On 28 Jun 2007, at 10:26, Emmanuel Hainry wrote:
ocaml has built fine, but coq has not: with the release of ocaml3.10, lots of things have changed, particularly in camlp4 (which is the culprit here) and most complex dependents of ocaml don't build anymore. That is why cautious distributions (debian, pkgsrc..., opposed to gentoo for example) have not upgraded ocaml yet.
See this previous post:
http://lists.macosforge.org/pipermail/macports-users/2007-July/ 004452.html
Sorry, I'm a newbie and I don't know how to look up "macports changeset ocaml 3.09 corresponds to" at the url given in this post.
I also found another related post:
http://lists.macosforge.org/pipermail/macports-users/2007-April/ 002745.html
but again I don't know what to do to "find the source of the old portfile" in the repository browser.

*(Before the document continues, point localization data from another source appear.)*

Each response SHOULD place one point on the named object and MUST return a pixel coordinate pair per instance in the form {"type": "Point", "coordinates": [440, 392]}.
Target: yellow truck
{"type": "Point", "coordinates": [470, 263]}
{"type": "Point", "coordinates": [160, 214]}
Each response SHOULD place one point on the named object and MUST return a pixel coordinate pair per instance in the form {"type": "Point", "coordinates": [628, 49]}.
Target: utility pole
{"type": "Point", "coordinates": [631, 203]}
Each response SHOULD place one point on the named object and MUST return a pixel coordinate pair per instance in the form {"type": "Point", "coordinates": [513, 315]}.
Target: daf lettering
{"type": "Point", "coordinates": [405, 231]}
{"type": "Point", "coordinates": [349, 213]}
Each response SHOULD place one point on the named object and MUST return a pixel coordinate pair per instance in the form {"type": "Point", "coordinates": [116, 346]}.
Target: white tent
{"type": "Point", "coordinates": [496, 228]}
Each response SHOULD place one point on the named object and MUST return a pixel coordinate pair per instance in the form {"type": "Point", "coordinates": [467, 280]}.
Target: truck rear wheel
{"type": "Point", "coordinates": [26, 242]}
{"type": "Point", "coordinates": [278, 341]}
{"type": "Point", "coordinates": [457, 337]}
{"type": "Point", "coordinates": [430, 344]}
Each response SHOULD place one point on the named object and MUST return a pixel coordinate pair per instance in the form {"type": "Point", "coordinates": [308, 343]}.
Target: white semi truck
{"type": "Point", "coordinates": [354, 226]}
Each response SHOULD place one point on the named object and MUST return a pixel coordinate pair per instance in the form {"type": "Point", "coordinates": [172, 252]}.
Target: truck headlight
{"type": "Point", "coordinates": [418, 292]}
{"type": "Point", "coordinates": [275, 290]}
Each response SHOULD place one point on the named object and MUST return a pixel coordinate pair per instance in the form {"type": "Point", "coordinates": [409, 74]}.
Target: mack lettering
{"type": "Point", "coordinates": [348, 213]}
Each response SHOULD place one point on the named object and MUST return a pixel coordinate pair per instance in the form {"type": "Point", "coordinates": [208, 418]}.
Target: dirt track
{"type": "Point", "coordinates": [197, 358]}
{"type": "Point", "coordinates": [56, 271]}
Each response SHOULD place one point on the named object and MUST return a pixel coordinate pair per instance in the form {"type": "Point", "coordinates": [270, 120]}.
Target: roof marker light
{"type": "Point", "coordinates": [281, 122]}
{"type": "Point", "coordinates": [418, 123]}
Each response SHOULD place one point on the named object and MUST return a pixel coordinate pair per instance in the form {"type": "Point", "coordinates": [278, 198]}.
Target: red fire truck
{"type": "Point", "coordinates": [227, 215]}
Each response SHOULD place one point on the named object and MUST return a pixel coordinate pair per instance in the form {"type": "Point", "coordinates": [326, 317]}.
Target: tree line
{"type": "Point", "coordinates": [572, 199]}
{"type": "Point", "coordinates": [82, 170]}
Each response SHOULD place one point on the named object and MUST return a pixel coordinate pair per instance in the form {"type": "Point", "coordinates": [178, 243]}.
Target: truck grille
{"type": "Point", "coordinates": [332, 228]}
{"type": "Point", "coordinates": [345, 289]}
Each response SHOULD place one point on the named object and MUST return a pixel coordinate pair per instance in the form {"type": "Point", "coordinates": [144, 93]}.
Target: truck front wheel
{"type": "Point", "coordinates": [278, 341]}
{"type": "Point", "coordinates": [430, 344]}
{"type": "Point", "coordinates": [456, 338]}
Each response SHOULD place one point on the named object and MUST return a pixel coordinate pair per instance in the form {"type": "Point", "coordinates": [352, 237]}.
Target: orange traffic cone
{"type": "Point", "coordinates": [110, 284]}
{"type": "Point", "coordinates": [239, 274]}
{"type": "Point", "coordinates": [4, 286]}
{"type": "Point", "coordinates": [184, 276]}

The repo browser is here: http://trac.macosforge.org/projects/macports/browser/ Get to the dports [1] part of the repository; this is the ports tree: http://trac.macosforge.org/projects/macports/browser/trunk/dports Using "port info ocaml" or "port dir ocaml" or "port file ocaml", discover that ocaml is in the "lang" category, and that the portfile is therefore available here: http://trac.macosforge.org/projects/macports/browser/trunk/dports/ lang/ocaml/Portfile Click "Revision Log" in the upper right to see all the changes that have ever been made to that file: http://trac.macosforge.org/projects/macports/log/trunk/dports/lang/ ocaml/Portfile You can see that the revision that upgraded the port to 3.10.0 was 25800, so if you want 3.09.x, grab the revision before that by clicking "@23986": http://trac.macosforge.org/projects/macports/browser/trunk/dports/ lang/ocaml/Portfile?rev=23986 Click "Original Format" at the bottom of the page to get the raw Portfile code in a format that you can download to disk. [1] "dports" stands for "DarwinPorts", the old name of the MacPorts project. This may eventually get renamed "mports" or just "ports".